Dès le départ de l’aéroport de Sofia le photographe portant son laboratoire a déjà hâte de prendre des photos sur tout ce qui se passe autour de lui.

« On a réussi à trouver de la place pour le labo et le mimographe, alors après je ne tenais plus sur place, il y avait encore un peu de temps avant de décoller. L’œil du photographe n’arrête pas de chasser. Je voyais dehors arriver les sacs de lettres et colis pour les proches sur le front. Et sur mes photos on voit que même pendant cet instant je ne suis pas resté les bras croisés ».

Todor Slavtchev est aussi le reporter-photographe sur la vie quotidienne des gens et leurs petites histoires. Nous avons demandé à Yana ce qu’il a pu lui raconter de ces tranches de vie.

Grand-mère Eléna fait le café pour les voyageurs sur la route, 1940.

« Mon grand-père parlait peu de son travail. Mais il m’avait raconté l’histoire de cette photo avec une vieille femme assise sur une pierre qui, à la fin des années 30 restait toute la journée sur la route, entre le village d’Arbanassi et Tarnovo et préparait le café pour les voyageurs. C’est une petite histoire, mais particulièrement touchante, car aujourd’hui ces personnages n’existent plus ».

Tout aussi importante est l’archive sur les grands moments de l’histoire bulgare comme le 9 septembre 1944, le Jugement populaire des collaborateurs et bien d’autres. Parmi ces épisodes, il y a aussi les photos sur l’inauguration de la Radio nationale.

« Il y a une pellicule de juillet 1940 avec la première émission de la radio émise du mont Tcherni vrah à Vitocha, raconte Yana. On y voit les premiers journalistes, des comédiens, des personnalités célèbres. Je ne peux pas identifier toutes les personnes présentes mais je fais toujours mes recherches ». 

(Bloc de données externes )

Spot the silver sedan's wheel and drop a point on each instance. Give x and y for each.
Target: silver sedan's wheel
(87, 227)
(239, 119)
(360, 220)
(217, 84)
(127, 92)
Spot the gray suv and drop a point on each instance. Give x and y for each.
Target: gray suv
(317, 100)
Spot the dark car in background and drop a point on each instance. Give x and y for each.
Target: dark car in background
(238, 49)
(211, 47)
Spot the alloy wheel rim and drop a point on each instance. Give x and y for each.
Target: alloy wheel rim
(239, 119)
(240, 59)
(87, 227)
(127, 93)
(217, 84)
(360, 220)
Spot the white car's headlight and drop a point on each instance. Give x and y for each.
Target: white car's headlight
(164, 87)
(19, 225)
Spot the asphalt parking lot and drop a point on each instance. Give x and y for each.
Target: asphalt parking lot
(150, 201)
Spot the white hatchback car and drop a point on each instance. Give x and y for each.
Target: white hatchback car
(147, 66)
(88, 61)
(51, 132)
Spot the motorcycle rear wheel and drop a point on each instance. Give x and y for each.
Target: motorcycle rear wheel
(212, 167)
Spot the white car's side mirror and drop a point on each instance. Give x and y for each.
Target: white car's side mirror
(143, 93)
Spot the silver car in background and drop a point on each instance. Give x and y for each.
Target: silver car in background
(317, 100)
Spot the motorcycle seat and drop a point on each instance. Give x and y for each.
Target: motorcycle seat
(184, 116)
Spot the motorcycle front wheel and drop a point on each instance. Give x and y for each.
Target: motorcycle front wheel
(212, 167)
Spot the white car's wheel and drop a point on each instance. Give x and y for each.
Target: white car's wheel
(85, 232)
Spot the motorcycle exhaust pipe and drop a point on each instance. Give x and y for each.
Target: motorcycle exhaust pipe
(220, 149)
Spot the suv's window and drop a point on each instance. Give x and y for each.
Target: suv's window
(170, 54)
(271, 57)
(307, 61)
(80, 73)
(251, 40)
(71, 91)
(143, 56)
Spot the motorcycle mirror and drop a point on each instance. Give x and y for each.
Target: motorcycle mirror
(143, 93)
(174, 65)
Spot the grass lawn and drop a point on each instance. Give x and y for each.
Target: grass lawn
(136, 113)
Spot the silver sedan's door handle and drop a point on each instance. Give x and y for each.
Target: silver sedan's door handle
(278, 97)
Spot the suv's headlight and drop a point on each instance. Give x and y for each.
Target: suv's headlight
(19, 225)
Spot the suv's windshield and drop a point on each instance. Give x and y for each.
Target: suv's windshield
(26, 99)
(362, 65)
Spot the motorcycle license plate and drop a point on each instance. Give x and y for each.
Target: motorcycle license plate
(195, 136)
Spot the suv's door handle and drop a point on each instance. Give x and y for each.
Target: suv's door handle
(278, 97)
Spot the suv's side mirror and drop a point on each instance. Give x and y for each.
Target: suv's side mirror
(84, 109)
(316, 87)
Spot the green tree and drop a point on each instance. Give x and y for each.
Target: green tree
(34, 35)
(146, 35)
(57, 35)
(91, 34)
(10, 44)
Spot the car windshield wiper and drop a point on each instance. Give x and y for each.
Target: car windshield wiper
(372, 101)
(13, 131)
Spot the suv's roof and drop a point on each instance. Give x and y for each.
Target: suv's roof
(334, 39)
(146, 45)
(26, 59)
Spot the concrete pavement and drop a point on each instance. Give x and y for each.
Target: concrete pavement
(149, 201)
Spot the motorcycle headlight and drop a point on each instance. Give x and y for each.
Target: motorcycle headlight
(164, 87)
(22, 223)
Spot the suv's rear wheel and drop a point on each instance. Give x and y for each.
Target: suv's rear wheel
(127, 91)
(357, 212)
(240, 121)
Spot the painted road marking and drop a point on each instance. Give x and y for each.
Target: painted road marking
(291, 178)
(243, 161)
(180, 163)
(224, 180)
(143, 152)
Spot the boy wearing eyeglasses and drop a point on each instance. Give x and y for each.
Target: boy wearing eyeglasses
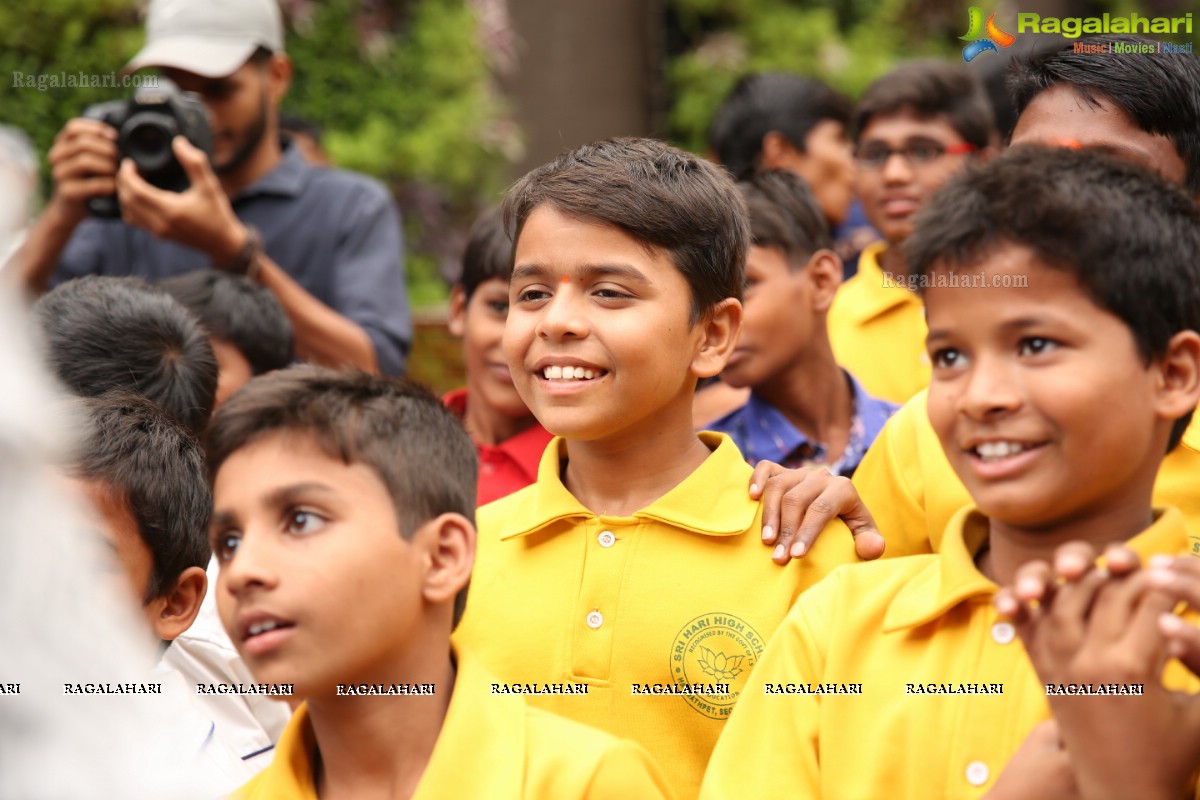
(915, 127)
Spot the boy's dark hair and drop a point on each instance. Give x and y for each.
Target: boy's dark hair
(103, 332)
(784, 215)
(240, 312)
(771, 101)
(1128, 236)
(665, 198)
(931, 89)
(489, 252)
(1159, 91)
(399, 428)
(157, 468)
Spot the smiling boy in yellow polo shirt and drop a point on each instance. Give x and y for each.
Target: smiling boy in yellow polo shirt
(634, 565)
(342, 528)
(1147, 112)
(1055, 400)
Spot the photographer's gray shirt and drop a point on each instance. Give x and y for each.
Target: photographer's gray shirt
(336, 233)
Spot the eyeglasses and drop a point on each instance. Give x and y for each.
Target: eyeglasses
(917, 152)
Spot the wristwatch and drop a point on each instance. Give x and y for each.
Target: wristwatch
(247, 262)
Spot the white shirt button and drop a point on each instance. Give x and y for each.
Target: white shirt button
(977, 773)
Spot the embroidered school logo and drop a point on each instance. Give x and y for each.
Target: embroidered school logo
(719, 650)
(983, 37)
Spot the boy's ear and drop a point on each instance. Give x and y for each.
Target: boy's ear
(457, 323)
(720, 329)
(174, 612)
(825, 272)
(450, 541)
(1179, 382)
(777, 151)
(279, 77)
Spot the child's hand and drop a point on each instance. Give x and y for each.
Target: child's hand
(1093, 627)
(1180, 577)
(797, 504)
(1039, 768)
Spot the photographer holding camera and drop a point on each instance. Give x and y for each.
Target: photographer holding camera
(325, 242)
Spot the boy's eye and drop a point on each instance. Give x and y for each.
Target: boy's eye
(947, 359)
(226, 546)
(532, 295)
(304, 522)
(1037, 346)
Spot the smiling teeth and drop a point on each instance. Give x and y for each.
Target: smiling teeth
(568, 373)
(996, 450)
(263, 627)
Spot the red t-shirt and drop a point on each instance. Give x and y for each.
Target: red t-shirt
(509, 465)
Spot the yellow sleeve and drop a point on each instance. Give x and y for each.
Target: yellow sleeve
(627, 773)
(769, 747)
(891, 482)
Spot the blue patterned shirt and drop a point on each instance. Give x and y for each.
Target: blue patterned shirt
(762, 432)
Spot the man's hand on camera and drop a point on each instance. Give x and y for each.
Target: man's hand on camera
(83, 162)
(199, 217)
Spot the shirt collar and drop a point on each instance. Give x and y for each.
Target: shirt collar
(713, 500)
(288, 178)
(875, 298)
(952, 577)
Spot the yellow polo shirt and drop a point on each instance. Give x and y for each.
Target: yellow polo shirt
(905, 632)
(492, 747)
(912, 491)
(682, 594)
(879, 331)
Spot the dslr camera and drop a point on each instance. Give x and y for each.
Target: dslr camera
(145, 126)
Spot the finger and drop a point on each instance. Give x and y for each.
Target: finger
(65, 151)
(87, 188)
(838, 498)
(1073, 560)
(1182, 641)
(1120, 560)
(193, 160)
(1069, 613)
(1033, 583)
(84, 127)
(762, 473)
(1141, 641)
(780, 494)
(1116, 606)
(796, 503)
(87, 164)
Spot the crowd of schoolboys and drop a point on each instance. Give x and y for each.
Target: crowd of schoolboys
(552, 584)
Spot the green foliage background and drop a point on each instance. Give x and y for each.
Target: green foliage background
(405, 95)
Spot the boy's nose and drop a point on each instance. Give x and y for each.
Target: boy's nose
(564, 316)
(990, 390)
(251, 566)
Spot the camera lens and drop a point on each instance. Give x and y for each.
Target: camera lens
(145, 138)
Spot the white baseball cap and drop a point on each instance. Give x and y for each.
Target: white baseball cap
(208, 37)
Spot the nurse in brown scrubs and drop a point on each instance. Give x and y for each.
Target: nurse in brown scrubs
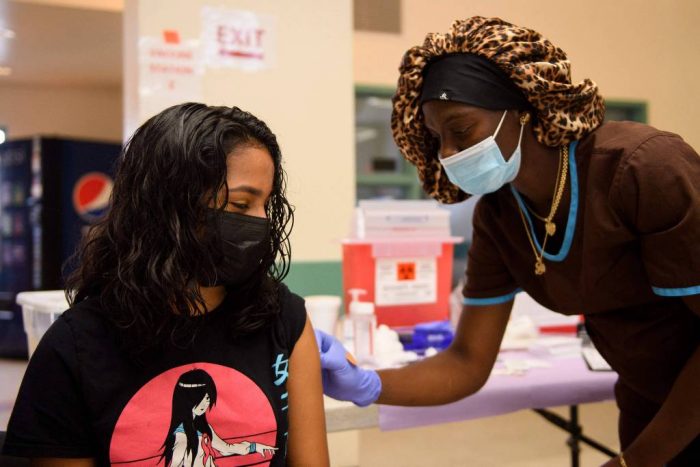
(592, 217)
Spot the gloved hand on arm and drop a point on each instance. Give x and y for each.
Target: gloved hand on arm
(341, 379)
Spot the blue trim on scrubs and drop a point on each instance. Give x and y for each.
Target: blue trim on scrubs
(573, 210)
(491, 300)
(680, 292)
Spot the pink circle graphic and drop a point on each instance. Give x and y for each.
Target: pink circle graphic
(237, 411)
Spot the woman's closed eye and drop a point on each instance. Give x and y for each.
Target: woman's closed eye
(239, 205)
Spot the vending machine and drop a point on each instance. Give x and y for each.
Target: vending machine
(51, 190)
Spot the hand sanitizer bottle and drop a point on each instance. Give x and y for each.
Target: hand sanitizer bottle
(364, 324)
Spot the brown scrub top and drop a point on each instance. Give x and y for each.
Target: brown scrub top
(626, 251)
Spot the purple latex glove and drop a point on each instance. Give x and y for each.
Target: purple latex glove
(343, 380)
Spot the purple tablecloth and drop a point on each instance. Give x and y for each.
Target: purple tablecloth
(568, 381)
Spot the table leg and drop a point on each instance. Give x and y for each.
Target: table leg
(572, 427)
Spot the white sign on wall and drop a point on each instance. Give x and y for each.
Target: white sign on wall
(237, 39)
(170, 72)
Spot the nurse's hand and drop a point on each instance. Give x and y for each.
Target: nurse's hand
(341, 379)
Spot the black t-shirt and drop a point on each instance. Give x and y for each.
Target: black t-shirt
(83, 397)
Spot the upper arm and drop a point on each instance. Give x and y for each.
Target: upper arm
(307, 443)
(51, 424)
(657, 195)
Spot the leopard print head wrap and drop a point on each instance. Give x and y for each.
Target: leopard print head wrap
(564, 111)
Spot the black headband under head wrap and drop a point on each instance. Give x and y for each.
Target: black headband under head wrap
(471, 79)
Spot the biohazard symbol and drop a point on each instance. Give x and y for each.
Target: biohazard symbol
(406, 271)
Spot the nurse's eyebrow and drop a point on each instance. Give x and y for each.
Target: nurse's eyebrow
(246, 189)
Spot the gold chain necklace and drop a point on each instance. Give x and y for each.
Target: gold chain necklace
(550, 227)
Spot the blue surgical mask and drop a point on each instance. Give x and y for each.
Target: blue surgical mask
(481, 168)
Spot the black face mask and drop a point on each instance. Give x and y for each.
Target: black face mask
(244, 242)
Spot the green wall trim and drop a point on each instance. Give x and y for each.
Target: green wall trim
(315, 278)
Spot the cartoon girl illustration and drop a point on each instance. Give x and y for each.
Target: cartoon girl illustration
(190, 440)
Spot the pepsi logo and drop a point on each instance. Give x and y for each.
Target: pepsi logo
(91, 196)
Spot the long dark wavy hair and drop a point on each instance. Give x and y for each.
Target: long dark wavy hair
(188, 393)
(143, 260)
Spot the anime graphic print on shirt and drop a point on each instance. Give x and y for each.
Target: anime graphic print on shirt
(199, 415)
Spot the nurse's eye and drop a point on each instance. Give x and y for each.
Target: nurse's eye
(461, 131)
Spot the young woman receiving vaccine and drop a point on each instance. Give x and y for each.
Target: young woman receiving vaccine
(182, 347)
(587, 217)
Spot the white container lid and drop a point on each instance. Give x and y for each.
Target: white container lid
(361, 308)
(45, 301)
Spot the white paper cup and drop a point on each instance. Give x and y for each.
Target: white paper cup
(323, 311)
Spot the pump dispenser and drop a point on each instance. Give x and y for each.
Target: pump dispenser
(364, 324)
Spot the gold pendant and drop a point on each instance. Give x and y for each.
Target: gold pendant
(540, 268)
(550, 227)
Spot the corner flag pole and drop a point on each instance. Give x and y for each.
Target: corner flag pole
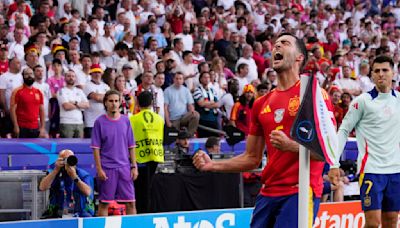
(304, 171)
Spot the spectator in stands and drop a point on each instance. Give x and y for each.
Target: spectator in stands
(241, 76)
(177, 51)
(67, 184)
(247, 58)
(27, 108)
(370, 114)
(366, 83)
(155, 34)
(179, 108)
(9, 81)
(56, 81)
(16, 48)
(228, 100)
(114, 154)
(347, 84)
(127, 98)
(240, 116)
(147, 125)
(45, 89)
(3, 58)
(94, 91)
(206, 104)
(159, 79)
(131, 84)
(72, 102)
(189, 70)
(146, 85)
(186, 37)
(106, 45)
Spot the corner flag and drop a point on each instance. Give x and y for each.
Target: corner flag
(314, 126)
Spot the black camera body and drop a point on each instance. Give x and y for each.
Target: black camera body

Première radiodiffusion de la RNB du mont Tcherni Vrah à Vitosha, 1940

C’est un gros travail que Yana Ouzounova fait tous les jours depuis plusieurs années et le trésor de Todor Slavtchev est inépuisable. Espérons, cependant, qu’elle obtiendra un jour le soutien si nécessaire des institutions publiques, supposées être concernées.